SALT LAKE CITY -- The most common public comment about a draft agreement to divvy up Snake Valley water between Utah and Nevada? No agreement is better than the one that's proposed.
The comments were discussed Wednesday in Salt Lake City by the Snake Valley Aquifer Advisory Council, which includes members of local governments.
The deal, which was ordered by Congress in 2004, would split the water from an aquifer that straddles the two states. It also would delay until 2019 a proposal by the Southern Nevada Water Authority to siphon water from beneath the Snake Valley and send it 300 miles to the Las Vegas area.
More than 200 comments were submitted on the draft released in August. Of those, 89 said they'd rather see no agreement at all on the water. Others voiced concern about dust and other air quality problems if Snake Valley dries out.
Several council members -- including Salt Lake County Mayor Peter Corroon and Millard County commissioners -- said they were uncomfortable with the agreement. But those who spent four years negotiating said that while no one's getting everything they want, each state is getting something they can live with.
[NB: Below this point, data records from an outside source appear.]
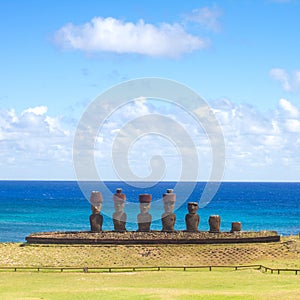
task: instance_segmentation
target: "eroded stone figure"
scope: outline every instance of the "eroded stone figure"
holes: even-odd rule
[[[137,216],[138,231],[150,231],[152,216],[149,214],[151,207],[152,195],[141,194],[139,195],[140,213]]]
[[[231,232],[239,232],[242,230],[241,222],[232,222],[231,223]]]
[[[209,232],[220,232],[220,224],[221,224],[221,218],[218,215],[212,215],[209,217],[208,220],[209,223]]]
[[[103,216],[100,215],[102,208],[102,194],[97,191],[93,191],[90,196],[90,203],[92,214],[90,215],[90,226],[92,232],[102,231]]]
[[[200,216],[197,214],[198,203],[189,202],[188,211],[189,213],[185,215],[186,230],[191,232],[198,231],[198,226],[200,223]]]
[[[173,213],[176,202],[176,194],[172,189],[168,189],[167,193],[163,194],[164,210],[161,216],[162,231],[174,231],[176,215]]]
[[[122,193],[121,188],[117,188],[116,193],[113,195],[115,212],[112,215],[114,222],[114,230],[119,232],[126,231],[127,215],[124,212],[126,195]]]

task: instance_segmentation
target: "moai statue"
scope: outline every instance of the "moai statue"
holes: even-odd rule
[[[150,231],[150,225],[152,222],[152,216],[149,214],[152,195],[141,194],[139,195],[140,201],[140,213],[137,216],[138,219],[138,231]]]
[[[174,231],[174,225],[176,222],[176,215],[173,213],[176,194],[172,189],[168,189],[167,193],[163,194],[164,210],[165,212],[161,216],[162,231]]]
[[[114,230],[119,232],[126,231],[126,213],[124,212],[126,195],[122,193],[121,188],[117,188],[113,195],[115,212],[113,213]]]
[[[103,216],[100,215],[102,202],[102,194],[100,192],[93,191],[90,196],[90,203],[92,208],[92,214],[90,215],[90,225],[92,232],[102,231]]]
[[[214,233],[220,232],[220,224],[221,224],[220,216],[218,215],[210,216],[208,223],[210,227],[209,232],[214,232]]]
[[[238,232],[242,230],[241,222],[232,222],[231,223],[231,231],[230,232]]]
[[[185,215],[185,224],[187,231],[198,231],[198,226],[200,223],[200,216],[197,214],[198,203],[189,202],[188,203],[189,213]]]

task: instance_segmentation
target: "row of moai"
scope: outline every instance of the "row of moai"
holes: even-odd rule
[[[121,188],[117,188],[116,193],[113,195],[115,212],[112,215],[114,223],[114,231],[126,231],[127,215],[124,212],[126,195],[122,193]],[[92,232],[101,232],[103,224],[103,216],[100,214],[102,208],[102,194],[98,191],[93,191],[90,197],[92,207],[92,214],[90,215],[90,225]],[[151,194],[140,194],[140,213],[137,215],[138,230],[142,232],[149,232],[152,222],[152,216],[149,210],[152,202]],[[163,194],[164,213],[161,216],[162,231],[172,232],[174,230],[176,215],[174,214],[174,207],[176,202],[176,194],[172,189],[168,189]],[[188,202],[188,214],[185,216],[186,231],[197,232],[200,223],[200,216],[197,214],[198,203]],[[221,218],[219,215],[212,215],[208,220],[210,230],[209,232],[220,232]],[[231,232],[241,231],[242,225],[240,222],[232,222]]]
"None of us are that wild about the agreement but it's probably the best we're going to get," said Mike Styler, director of the Utah Department of Natural Resources.
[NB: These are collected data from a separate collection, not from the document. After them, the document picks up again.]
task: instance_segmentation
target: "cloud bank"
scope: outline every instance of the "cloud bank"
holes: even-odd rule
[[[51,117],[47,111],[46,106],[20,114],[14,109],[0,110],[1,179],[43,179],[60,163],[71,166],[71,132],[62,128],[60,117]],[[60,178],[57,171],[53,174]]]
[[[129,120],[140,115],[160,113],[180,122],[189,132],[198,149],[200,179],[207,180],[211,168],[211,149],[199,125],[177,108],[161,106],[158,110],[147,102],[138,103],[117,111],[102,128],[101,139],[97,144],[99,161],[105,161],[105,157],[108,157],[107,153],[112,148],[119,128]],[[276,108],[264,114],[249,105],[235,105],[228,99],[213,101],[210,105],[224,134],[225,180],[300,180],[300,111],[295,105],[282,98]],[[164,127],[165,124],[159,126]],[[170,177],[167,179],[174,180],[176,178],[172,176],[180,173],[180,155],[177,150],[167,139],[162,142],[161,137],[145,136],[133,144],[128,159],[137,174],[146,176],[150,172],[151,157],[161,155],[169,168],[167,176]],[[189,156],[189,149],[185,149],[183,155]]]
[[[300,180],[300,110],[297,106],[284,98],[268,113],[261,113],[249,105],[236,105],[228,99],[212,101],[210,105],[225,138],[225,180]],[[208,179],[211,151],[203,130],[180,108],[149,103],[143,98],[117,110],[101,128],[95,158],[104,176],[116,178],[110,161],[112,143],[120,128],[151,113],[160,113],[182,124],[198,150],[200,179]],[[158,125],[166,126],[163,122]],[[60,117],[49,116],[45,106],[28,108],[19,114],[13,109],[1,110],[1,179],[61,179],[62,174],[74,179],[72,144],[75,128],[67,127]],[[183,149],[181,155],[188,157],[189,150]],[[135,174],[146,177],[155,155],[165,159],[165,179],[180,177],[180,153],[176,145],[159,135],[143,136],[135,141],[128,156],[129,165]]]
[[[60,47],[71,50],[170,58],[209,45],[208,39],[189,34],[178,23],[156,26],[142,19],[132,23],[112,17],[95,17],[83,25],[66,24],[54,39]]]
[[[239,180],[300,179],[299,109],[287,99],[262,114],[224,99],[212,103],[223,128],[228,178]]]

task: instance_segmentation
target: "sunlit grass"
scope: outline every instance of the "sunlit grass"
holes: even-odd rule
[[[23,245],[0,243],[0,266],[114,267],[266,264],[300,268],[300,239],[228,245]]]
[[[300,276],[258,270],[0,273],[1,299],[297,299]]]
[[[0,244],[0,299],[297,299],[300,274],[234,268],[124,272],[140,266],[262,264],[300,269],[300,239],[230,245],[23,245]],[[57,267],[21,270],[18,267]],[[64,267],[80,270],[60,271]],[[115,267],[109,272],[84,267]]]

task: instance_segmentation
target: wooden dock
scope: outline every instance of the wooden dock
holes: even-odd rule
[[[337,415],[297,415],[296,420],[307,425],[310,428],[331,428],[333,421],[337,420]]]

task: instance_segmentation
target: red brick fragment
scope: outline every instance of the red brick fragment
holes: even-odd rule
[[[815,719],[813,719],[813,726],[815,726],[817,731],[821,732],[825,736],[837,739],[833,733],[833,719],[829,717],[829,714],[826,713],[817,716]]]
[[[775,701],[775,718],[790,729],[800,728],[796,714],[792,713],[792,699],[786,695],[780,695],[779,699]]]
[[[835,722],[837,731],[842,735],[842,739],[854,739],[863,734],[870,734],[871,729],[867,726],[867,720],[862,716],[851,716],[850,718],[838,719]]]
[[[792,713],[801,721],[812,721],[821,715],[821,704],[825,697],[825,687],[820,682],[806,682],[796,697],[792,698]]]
The agreement establishes terms for evenly dividing more than 100,000 acres feet of Snake Valley water between the Nevada and Utah, how water rights will be handled and what sorts of environmental protections will be enacted. An acre foot is the amount of water needed to cover an acre with a foot of water.
Critics of the plan in Utah say the pact would give most of the unallocated water -- portions not currently held under water rights -- to Las Vegas at Utah's expense.
But Styler countered that both states have a right to the Snake Valley water. Without an agreement, one state could sue the other in a lengthy and expensive legal process that could leave both without a flexible agreement.
It also provides protections if the Nevada water authority moves ahead with its $3.5 billion project, Styler said.
The pipeline could supply enough water for almost 270,000 homes and is intended to diversify Las Vegas' water supply. The area currently gets about 90 percent of its water from the Colorado River, according to state regulators.
The 10-year delay is intended to provide time to study the environmental impacts of pumping the water out of the aquifer to Las Vegas before public hearings on the pipeline can begin. The hearings are currently scheduled for 2011.
Some in Utah worry that if the project goes through, the project could dramatically draw down the aquifer, leaving less water for farmers and increasing the odds of dusty storms blowing onto the Wasatch Front.
The water authority in Nevada would install an air monitor in Utah if the deal goes through, according to the agreement. Corroon said one monitor won't be enough, and others who commented voiced similar concerns.
Others who commented on the draft worried there wasn't enough scientific data on the future water supplies in the Snake Valley, not enough planned monitoring for plants and animals in the region and that Utah would get shortchanged in the long run.
"Neither state has received what we wanted going into these negotiations," said Allen Biaggi, director of the Nevada Department of Conservation and Natural Resources, who added that Nevada officials can live with the draft agreement.